# Chain rule

1. Nov 26, 2005

### Benny

Hi, I'm having trouble understanding the solution to a question from my book. I think it's got something to do with the chain rule. The problem is to prove the change of variables formula for a double integral for the case f(x,y) = 1 using Green's theorem.

$$\int\limits_{}^{} {\int\limits_R^{} {dxdy} } = \int\limits_{}^{} {\int\limits_S^{} {\left| {\frac{{\partial \left( {x,y} \right)}}{{\partial \left( {u,v} \right)}}} \right|} } dudv$$

The solution starts off by using some equation in the theory section allows for the following equality to be established.

$$\int\limits_{}^{} {\int\limits_R^{} {dxdy} } = A\left( R \right) = \int\limits_{\partial R}^{} {xdy}$$

Then it says x = g(u,v) and $$dy = \frac{{\partial h}}{{\partial u}}du + \frac{{\partial h}}{{\partial v}}dv$$.

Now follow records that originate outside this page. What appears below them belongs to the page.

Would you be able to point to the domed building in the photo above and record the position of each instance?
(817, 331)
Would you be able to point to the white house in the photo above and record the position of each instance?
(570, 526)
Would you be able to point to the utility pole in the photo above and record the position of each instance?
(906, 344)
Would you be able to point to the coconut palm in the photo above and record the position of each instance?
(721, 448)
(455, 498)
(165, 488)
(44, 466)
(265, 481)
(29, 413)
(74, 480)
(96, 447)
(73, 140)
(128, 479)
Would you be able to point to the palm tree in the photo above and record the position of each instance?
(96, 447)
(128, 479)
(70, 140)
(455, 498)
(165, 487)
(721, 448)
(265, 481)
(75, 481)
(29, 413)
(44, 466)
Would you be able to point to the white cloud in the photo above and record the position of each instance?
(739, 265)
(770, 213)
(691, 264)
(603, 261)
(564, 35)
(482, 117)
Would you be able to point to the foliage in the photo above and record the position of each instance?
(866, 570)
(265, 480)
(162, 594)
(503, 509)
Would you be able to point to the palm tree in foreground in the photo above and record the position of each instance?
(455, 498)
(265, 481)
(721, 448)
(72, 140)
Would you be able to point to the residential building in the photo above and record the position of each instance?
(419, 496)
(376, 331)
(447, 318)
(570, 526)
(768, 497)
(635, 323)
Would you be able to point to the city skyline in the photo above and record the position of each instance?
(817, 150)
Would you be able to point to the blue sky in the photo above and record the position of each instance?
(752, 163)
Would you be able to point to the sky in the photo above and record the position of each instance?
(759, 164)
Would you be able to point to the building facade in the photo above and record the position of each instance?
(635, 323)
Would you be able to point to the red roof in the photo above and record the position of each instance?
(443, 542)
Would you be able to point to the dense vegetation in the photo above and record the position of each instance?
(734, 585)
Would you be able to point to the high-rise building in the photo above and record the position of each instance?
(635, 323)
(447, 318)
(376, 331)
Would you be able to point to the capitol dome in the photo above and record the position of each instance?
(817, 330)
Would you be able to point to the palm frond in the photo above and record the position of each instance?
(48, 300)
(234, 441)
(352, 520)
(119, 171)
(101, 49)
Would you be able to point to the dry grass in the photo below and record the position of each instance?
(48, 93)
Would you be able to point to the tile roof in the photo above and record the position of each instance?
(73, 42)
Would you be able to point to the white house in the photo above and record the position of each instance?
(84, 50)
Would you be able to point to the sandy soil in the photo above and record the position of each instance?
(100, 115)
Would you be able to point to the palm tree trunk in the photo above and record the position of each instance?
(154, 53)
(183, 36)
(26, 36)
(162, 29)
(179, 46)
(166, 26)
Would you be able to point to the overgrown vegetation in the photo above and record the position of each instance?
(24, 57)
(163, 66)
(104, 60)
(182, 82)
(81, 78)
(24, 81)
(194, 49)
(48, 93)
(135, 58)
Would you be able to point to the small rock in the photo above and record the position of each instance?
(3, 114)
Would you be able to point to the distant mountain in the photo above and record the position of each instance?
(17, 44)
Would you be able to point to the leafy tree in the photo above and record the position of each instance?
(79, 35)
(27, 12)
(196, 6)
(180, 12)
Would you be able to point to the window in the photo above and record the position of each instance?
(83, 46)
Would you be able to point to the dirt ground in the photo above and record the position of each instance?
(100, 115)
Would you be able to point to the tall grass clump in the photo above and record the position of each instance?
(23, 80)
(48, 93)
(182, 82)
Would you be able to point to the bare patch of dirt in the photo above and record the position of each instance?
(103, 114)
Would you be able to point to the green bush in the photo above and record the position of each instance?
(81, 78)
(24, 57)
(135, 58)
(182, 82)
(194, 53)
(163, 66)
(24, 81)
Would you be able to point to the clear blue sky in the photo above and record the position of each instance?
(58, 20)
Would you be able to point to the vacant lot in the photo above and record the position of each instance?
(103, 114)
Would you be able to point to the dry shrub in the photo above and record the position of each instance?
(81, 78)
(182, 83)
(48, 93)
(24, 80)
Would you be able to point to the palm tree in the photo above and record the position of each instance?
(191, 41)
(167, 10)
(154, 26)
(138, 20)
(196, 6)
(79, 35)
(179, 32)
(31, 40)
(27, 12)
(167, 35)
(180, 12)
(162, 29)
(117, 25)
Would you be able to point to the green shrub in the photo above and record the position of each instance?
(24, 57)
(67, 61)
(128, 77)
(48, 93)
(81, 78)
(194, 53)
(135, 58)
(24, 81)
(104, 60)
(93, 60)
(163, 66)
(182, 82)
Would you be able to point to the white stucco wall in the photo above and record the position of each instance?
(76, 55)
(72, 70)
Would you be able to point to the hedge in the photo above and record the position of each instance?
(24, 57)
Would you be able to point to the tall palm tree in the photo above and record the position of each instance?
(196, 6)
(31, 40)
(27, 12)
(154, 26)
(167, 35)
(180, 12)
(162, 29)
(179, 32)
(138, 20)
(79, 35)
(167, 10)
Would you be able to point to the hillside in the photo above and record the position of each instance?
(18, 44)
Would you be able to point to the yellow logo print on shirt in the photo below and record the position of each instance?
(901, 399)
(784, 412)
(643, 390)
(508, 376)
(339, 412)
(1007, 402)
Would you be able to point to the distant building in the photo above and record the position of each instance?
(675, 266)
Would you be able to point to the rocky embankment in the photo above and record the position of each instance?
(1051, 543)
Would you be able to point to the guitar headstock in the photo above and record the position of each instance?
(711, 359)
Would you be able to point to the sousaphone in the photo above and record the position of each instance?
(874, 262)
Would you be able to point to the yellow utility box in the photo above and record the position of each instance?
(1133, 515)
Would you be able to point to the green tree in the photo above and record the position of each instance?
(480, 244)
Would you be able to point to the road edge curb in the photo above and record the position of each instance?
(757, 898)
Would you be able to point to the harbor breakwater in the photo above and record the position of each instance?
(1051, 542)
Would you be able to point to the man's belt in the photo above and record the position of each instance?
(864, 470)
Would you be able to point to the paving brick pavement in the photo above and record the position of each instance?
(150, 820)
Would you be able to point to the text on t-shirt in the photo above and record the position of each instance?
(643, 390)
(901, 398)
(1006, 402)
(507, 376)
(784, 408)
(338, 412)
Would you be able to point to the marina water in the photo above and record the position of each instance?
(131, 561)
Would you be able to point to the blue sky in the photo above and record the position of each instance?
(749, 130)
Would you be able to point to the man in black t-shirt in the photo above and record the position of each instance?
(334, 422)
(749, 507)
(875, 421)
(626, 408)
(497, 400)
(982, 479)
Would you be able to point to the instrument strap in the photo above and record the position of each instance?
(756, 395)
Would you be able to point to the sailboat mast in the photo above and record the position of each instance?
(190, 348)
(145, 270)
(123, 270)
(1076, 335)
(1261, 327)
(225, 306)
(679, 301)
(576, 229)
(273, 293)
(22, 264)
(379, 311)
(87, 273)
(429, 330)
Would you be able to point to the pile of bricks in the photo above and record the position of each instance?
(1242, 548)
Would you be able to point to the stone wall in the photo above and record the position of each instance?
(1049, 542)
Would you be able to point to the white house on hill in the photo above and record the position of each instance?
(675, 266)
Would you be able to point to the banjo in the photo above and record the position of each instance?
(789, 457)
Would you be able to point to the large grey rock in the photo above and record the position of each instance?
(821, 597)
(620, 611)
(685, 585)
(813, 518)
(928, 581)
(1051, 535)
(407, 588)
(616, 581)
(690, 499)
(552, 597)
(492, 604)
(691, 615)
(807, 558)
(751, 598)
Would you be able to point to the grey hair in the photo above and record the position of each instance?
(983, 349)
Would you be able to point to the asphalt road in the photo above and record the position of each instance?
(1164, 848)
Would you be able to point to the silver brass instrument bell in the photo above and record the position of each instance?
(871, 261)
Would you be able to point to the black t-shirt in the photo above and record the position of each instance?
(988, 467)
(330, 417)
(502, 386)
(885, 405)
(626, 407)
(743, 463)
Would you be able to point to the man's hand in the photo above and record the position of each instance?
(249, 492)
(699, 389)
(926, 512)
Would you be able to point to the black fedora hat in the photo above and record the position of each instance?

I don't understand how the expression for dy is arrived at. The variable y is a function of u and v. I can't see a way to use the chain rule here. Can someone please explain how the dy part is arrived at?

Last edited: Nov 26, 2005
2. Nov 26, 2005

### EnumaElish

I am not a mathematician, but you have the integrand as xdy, and y is apparently equal to h(u,v) so dy = h_u du + h_v dv. Does that answer?

3. Nov 28, 2005

### Benny

It's just that I can't see how they got the expression for dy. I'm wondering if it is something similar to for example when you have y = x^2 then from that you get dy = 2x dx.

4. Nov 28, 2005

### matt grime

That's just how it (the 'chain rule') works for d's, it's obvious, isn't it?

5. Nov 28, 2005

### HallsofIvy

?? That is the chain rule, in differential form. Perhaps you are more familiar with the chain rule as
$$\frac{dy}{dx} = \frac{{\partial h}}{{\partial u}}\frac{du}{dx} + \frac{{\partial h}}{{\partial v}}\frac{dv}{dx}$$
From that, it follows from the definition of differentials that
$$dy= \frac{dy}{dx}dx$$
so that
$$dy= \frac{dy}{dx}dx = \frac{{\partial h}}{{\partial u}}\frac{du}{dx}dx + \frac{{\partial h}}{{\partial v}}\frac{dv}{dx}dx$$
$$dy = \frac{{\partial h}}{{\partial u}}du + \frac{{\partial h}}{{\partial v}}dv$$

Notice that I have assumed that u and v are functions of x. The nice thing about differential form is that you don't have to assume any specific parameter.

6. Nov 28, 2005

### Benny

Ok I see how it's arrived at now. Thanks for the help.